Asing

412 25 3
                                    

Alessia menyerahkan banyak Livra ke tabib utama kerajaan Zkydrum. Ia harus menunggu beberapa lama proses peracikan ramuan oleh sang tabib. Kerutan di dahinya tak kunjung reda, begitu juga dengan kakinya yang terus berjalan mondar-mandir.

"Tenanglah, semua akan baik-baik saja," kata Nourvry menenangkan Alessia. Ia paham kegundahan hati wanita itu.

Tak lama, tabib keluar dengan membawa secawan ramuan livra untuk Zarvan. Alessia dan Nourvry mengikuti sang tabib untuk meminumkan ramuan pada Zarvan. Agak sulit memang, karena mulut Zarvan terus menutup sehingga ramuan itu selalu tercecer keluar.

Dengan telaten Alessia meminumkan ramuan itu pada Zarvan hingga habis tak bersisa. Alessia membelai wajah suaminya dengan pandangan nanar. Kumohon, sadarlah.

"Tabib, kenapa tidak ada reaksi sama sekali?" tanya Alessia yang mulai takut.

"Bersabarlah, Queen Alessia."

"Apa ramuan yang kau racik sudah benar? Atau aku mengambil livra yang salah?" cecar Alessia.

"Ale, mungkin sekarang ramuan itu masih bekerja di dalam tubuh Zarvan.

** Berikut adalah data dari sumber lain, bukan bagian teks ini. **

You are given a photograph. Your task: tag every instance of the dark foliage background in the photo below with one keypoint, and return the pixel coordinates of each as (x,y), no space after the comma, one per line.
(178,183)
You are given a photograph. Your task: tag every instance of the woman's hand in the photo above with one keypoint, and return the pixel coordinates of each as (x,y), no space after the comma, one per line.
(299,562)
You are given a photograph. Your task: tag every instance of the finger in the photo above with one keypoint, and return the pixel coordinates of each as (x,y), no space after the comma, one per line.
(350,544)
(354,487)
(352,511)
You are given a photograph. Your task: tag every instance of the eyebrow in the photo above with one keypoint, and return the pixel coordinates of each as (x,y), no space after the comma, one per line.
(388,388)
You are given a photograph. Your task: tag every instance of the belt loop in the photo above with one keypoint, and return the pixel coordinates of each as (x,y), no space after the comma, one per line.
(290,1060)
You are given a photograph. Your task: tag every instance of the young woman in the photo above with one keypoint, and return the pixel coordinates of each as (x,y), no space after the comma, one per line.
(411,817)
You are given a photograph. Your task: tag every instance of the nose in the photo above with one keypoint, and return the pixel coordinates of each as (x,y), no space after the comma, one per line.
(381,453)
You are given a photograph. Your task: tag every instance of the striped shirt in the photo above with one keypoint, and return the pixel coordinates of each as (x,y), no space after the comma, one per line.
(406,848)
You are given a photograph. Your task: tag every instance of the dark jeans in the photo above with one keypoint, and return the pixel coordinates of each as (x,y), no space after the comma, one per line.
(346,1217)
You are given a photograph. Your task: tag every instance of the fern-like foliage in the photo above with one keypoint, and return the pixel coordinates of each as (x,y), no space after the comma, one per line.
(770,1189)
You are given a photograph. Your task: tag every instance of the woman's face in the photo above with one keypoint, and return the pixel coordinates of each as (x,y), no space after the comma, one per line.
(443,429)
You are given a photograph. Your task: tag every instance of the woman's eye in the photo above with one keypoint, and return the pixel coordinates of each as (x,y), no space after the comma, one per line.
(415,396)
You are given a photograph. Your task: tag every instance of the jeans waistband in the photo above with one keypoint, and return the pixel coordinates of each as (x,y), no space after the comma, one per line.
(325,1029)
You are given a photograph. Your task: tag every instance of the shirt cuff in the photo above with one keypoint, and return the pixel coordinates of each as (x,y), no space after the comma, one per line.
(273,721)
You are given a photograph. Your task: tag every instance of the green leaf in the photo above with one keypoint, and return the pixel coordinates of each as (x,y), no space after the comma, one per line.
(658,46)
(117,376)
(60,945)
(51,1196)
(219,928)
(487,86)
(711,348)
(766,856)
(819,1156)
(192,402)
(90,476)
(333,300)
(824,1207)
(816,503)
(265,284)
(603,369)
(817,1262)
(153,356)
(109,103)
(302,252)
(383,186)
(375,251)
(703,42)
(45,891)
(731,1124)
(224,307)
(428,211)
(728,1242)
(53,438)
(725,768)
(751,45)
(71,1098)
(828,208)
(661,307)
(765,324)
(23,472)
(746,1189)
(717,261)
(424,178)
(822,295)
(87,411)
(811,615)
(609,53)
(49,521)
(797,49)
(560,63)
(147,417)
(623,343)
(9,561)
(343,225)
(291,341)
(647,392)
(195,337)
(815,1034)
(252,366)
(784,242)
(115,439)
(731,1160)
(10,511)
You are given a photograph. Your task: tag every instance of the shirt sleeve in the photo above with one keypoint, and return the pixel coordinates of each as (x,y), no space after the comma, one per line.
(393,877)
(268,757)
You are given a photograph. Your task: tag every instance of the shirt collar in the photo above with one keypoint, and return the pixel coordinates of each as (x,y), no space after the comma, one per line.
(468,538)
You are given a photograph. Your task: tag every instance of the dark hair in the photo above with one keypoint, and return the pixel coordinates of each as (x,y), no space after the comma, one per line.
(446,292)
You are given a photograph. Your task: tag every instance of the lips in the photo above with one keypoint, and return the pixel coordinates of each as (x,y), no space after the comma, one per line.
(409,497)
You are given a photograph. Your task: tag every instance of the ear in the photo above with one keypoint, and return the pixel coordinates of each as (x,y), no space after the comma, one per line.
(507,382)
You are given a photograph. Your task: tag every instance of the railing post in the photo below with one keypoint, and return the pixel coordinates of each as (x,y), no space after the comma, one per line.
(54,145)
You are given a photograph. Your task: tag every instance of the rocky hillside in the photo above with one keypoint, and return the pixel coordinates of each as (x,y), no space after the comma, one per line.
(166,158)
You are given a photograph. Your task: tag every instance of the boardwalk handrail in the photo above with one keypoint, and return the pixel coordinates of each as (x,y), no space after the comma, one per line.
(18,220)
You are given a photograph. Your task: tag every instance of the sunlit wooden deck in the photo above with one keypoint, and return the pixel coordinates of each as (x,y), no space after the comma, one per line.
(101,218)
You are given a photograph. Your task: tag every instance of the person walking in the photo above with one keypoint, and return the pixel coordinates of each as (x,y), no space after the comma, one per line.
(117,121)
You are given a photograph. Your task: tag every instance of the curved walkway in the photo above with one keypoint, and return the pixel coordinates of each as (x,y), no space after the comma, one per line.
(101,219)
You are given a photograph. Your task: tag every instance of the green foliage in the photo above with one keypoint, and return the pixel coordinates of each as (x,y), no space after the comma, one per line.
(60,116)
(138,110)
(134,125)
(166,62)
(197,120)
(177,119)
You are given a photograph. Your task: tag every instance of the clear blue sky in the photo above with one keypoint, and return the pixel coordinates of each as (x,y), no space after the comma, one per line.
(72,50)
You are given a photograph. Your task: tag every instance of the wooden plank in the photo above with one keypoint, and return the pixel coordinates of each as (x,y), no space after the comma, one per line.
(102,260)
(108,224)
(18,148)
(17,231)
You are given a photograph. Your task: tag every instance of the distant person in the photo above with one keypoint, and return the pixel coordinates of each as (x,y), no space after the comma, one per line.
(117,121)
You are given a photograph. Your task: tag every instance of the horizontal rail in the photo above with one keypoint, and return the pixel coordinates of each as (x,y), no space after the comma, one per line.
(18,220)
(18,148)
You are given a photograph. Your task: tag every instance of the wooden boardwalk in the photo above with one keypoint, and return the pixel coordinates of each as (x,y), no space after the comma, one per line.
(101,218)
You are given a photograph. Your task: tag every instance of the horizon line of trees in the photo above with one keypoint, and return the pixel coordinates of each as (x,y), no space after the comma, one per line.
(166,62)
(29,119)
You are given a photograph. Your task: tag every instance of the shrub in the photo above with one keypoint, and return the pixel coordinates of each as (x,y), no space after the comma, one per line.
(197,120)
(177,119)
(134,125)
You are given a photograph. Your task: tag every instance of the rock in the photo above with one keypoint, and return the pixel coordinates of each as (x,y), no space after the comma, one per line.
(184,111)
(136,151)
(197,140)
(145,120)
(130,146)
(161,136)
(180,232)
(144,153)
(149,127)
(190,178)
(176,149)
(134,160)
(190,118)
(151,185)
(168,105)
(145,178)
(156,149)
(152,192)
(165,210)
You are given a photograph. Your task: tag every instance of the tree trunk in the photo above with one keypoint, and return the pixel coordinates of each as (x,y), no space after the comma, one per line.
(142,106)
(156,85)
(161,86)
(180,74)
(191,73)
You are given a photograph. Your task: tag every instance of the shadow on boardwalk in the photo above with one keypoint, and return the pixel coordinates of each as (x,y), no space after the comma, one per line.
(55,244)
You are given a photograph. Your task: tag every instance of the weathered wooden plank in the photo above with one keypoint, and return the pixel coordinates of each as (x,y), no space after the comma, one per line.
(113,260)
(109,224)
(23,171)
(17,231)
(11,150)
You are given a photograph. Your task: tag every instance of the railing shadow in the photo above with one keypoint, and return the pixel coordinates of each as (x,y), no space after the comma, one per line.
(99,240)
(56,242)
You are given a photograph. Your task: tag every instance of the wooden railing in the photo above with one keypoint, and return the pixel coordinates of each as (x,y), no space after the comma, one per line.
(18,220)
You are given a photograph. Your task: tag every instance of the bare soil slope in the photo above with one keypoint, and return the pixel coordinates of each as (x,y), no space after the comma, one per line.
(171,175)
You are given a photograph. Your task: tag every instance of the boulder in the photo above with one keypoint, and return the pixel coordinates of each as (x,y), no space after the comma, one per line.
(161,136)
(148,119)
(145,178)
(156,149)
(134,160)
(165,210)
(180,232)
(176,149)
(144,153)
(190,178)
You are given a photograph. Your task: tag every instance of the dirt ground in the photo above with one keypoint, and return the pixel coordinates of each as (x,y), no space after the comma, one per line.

Lebih baik kau istirahat dulu saja," ucap Nourvry.

"Nourvry, a-"

"Aaaaaaaarrghhh!" Tiba-tiba Zarvan terduduk dan menggeram sehingga mengagetkan semuanya.

Zarvan menatap tajam Alessia yang duduk di sampingnya. Mulutnya menyeringai menunjukkan kedua taringnya yang tajam. Tangannya segera mencekik leher Alessia dan mendorong wanita itu hingga membentur dinding.

"Zar..van," lirih Alessia tercekat. Tangannya berusaha melepaskan tangan Zarvan. "Zar..van, ini aku Ale," lanjutnya susah payah karena mulai kehabisan napas.

"Zarvan!" teriak Nourvry seraya menarik tubuh Zarvan, namun gagal. Zarvan menghempaskan Nourvry hingga pria itu tersungkur ke lantai.

Alessia mulai meneteskan air mata karena rasa takut dan rasa sakit di dadanya karena kekurangan oksigen.

"Zarvan, kau bisa membunuhnya!" teeiak Nourvry yang kembali berusaha menarik Zarvan, namun hal yang sama terulang lagi.

Sang tabib segera mengibaskan tangannya hingga tubuh Zarvan menjaduh dari Alessia dan tubuhnya terlilit tali tak kasat mata. Dengan sigap sang tabib memasung leher, tangan, dan kaki Zarvan.

Alessia jatuh tersungkur sembari memegang lehernya. Ia terbatuk-batuk dan menghirup udara sebanyak-banyaknya.

"Ale.." panggil Nourvry membantu Alessia bangun dan merangkul pundak wanita itu.

"Apa yang sebenarnya terjadi, Tabib?" tanya Alessia, masih dengan napasnya yang pendek-pendek. "Kenapa Zarvan berubah mengerikan seperti ini?"

"Mungkin ini proses racun itu akan hancur. Mengerikan memang, tapi kita harus bersabar menunggu sampai proses itu selesai."

"Berapa lama, Tabib?" tanya Alessia yanh mulai meneteskan air mata kembali. Ia benar-benar tak tega melihat kondisi Zarvan sekarang. Mata pria itu sepenuhnya hitam dan urat-urat tubuhnya menonjol berwarna kehitaman.

"Aaarghh! Siapa kalian?!" geram Zarvan menggelegar.

Alessia menatap tak percaya pada Zarvan. Sakit sekali hatinya saat Zarvan tak mengenalinya seperti ini.

"Maaf, Queen Alessia, saya pun tak tahu prosesnya akan berapa lama. Bisa jadi cepat, bisa juga lambat. Kita tunggu saja dengan sabar."

***

Sudah seminggu lamanya Zarvan dipasung dan tidak ada tanda-tanda akan membaik. Alessia semakin murung. Setiap hari ia mengunjungi suaminya dan berlama-lama menatapnya dari balik jeruji besi. Tabib benar-benar tak mengizinkan siapa pun untuk mendekati Zarvan.